Lucrèce, De rerum natura, Ier siècle avant J.C
On a ici la vision d'un bonheur épicurien, qui consiste à se tenir à l'écart de l'agitation du monde, de ne pas participer à la vie de la cité. En effet, l'isolement est une solution satisfaisante car l'épicurien voit à quel malheur il échappe. Mais ce plaisir à être à l'écart et à observer n'existe que si on a la sagesse épicurienne. Le sage épicurien n'est cependant pas égoïste car s'il se retire du monde, c'est pour mettre en garde les hommes des excès, des malheurs, des dangers de la société. Ce bonheur épicurien est fondé sur l'ataraxie (absence de douleur): l. 17-23 et le mépris des richesses: l. 24-29 Cette philosophie s'explique par les principes de la Nature.
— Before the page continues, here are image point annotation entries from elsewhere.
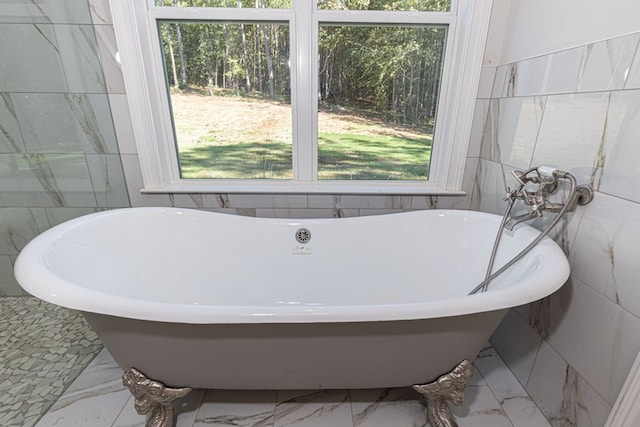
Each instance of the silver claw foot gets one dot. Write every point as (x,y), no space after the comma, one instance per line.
(152,396)
(447,388)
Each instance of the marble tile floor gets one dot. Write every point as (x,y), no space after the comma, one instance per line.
(43,348)
(494,398)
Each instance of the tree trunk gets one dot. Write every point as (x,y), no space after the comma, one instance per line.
(173,59)
(244,53)
(267,49)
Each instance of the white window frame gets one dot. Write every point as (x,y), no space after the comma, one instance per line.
(143,70)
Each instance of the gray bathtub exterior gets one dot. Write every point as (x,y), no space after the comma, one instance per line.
(295,355)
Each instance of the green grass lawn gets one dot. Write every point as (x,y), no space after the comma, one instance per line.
(340,156)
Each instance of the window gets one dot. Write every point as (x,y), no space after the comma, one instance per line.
(339,96)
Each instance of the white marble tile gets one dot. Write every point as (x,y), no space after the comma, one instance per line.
(100,12)
(107,178)
(605,64)
(578,313)
(517,344)
(493,181)
(399,407)
(185,410)
(500,81)
(18,226)
(313,408)
(107,45)
(94,399)
(237,408)
(45,11)
(480,409)
(46,180)
(511,130)
(572,132)
(23,73)
(621,160)
(562,395)
(80,58)
(487,78)
(633,75)
(604,255)
(59,215)
(65,123)
(523,78)
(480,120)
(122,124)
(10,135)
(508,391)
(8,284)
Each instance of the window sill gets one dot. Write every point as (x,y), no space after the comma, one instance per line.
(291,187)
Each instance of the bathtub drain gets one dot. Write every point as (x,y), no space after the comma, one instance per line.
(303,235)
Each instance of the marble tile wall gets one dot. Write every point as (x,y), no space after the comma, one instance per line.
(66,138)
(576,110)
(59,155)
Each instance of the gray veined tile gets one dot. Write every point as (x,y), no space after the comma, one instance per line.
(100,12)
(8,284)
(237,408)
(513,398)
(80,58)
(562,394)
(573,130)
(109,55)
(58,123)
(313,408)
(45,11)
(605,65)
(107,178)
(511,130)
(480,409)
(10,136)
(23,73)
(46,180)
(17,227)
(398,407)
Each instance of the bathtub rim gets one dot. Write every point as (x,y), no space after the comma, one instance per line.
(63,293)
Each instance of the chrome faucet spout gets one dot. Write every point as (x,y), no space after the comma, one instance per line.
(513,221)
(547,180)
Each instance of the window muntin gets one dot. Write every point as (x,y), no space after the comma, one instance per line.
(135,26)
(378,96)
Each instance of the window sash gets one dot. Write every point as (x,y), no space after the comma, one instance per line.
(137,36)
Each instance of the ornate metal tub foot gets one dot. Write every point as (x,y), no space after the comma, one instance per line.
(448,388)
(152,396)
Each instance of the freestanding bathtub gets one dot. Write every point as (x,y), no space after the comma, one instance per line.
(208,300)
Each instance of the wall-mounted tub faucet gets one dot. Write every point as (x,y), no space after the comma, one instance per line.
(547,179)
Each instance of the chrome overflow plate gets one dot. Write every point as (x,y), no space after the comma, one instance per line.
(303,235)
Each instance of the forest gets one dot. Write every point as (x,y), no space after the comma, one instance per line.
(390,73)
Sénèque, La vie heureuse, Ier siècle après J.C
L'auteur nous présente ici une conception stoïcienne du monde. On distingue le corps de l'esprit, ce-dernier étant valorisé au détriments du corps car c'est lui sui nous différencie de l'animal, du végétal et du minéral. L'être humain est animé de raison. On ne peut être heureux qu'en s'inscrivant dans cette raison, qui incarne la réflexion, la vérité, le jugement. Il ne faut pas se laisser aller à tous les plaisirs de la vie. Ceux-ci attirent l'âme mais le sage sait y résister. C'est en refusant ces plaisirs que l'on accède au bonheur (l. 16-17). L'auteur nous met en garde contre l'imagination, les projets d'avenir, les espérances, les rêves, les chimères. L'homme heureux vit dans le présent, sans craintes ni plaisirs. Un être heureux doit avoir un jugement droit, être plein de raison, vivre pleinement dans le présent. Il faut estimer ce que l'on a et non ce que l'on peut avoir.
Exprimer le bonheur est donc difficile en littérature, c'est pourquoi le thème du malheur y est plus souvent abordé.